貸金業者は必ず都道府県や財務局で貸金業の「登録」をしなければなりません。無登録で貸金業を営むと貸金業法違反となり、「10年以下の懲役または3000万円以下の罰金刑」という重い刑罰が課されます。貸金業登録せずに違法営業している貸金業者は、いわゆる「闇金」です。
また貸金業者が債務者から取り立てを行う方法も規制しています。たとえば以下のような取り立てを行うと貸金業法違反となります。
- 深夜や早朝の電話や訪問
- 自宅へ取り立てに行ったときに「帰ってほしい」と言われたのに退去せず居座る
- チラシや立て看板などで「金返せ」などと掲示して嫌がらせを行う
- 正当な理由なしに勤務先へ督促
- 支払い義務のない親族などの第三者へ督促、あるいは断られているのにしつこく債権回収の協力を求める
- 弁護士や司法書士が介入した後に本人に督促する
利息制限法とは
利息制限法は、お金を貸し付けるときに適用される「金利」の上限を定める法律です。
貸金業者に限らず個人が貸し付ける際にも適用されます。
具体的には以下の金利が上限となります。
- 元本が10万円未満…年利20%
- 元本が10万円以上100万円未満…年利18%
- 元本が100万円以上…年利15%
上限金利を超える利息は無効となるので、上限を超えて支払われた利息は、利用者へ返還しなければなりません。これが「過払い金請求」です。

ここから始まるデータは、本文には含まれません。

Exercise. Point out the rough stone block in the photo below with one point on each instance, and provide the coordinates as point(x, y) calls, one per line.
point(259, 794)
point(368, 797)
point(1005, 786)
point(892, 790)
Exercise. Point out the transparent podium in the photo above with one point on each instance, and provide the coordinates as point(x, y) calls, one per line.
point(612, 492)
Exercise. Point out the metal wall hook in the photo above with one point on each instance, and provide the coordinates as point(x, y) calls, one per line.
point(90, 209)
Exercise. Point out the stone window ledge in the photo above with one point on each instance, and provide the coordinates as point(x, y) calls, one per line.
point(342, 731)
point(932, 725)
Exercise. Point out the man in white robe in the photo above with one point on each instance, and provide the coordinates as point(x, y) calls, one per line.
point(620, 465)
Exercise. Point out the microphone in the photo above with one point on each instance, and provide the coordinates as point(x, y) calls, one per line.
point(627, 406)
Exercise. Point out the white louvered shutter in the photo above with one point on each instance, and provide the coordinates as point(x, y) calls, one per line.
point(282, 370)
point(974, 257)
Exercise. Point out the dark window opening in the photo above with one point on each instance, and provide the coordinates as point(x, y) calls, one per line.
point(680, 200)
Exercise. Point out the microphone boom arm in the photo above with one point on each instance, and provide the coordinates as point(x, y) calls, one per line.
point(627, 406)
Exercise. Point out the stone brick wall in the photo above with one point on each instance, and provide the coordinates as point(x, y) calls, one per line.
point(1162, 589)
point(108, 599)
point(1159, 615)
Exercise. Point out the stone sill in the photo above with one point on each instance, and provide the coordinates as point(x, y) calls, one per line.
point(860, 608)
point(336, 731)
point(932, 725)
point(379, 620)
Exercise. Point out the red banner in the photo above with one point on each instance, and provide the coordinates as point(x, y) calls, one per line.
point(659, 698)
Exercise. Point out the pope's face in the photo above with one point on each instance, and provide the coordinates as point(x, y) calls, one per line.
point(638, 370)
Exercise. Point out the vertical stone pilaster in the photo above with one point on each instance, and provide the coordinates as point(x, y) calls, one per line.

なお利息制限法に罰則はないため、上限金利を超えて貸付をしても刑事罰はありません。
出資法とは
出資法は出資や預り金、金利などを取り締まる法律です。出資法には刑事罰が定められているので、出資法を超える利率で貸付をすると逮捕され、懲役や罰金などの刑罰を適用される可能性があります。
出資法は基本的に「年利109.5%」を超える金利で貸付をしたら罰則を適用する、と規定しています。
貸金業者の場合の特則
貸金業者の場合には特則があり、「年利20%」を超える金利で貸付をすると罰則が適用されます。
刑罰は5年以下の懲役若しくは1000万円以下の罰金あるいはそれらの併科です。また貸金業者が年利109.5%を超える高金利で貸付を行った場合には刑罰が加重され、10年以下の懲役または3000万円以下の罰金刑あるいはそれらの併科となります。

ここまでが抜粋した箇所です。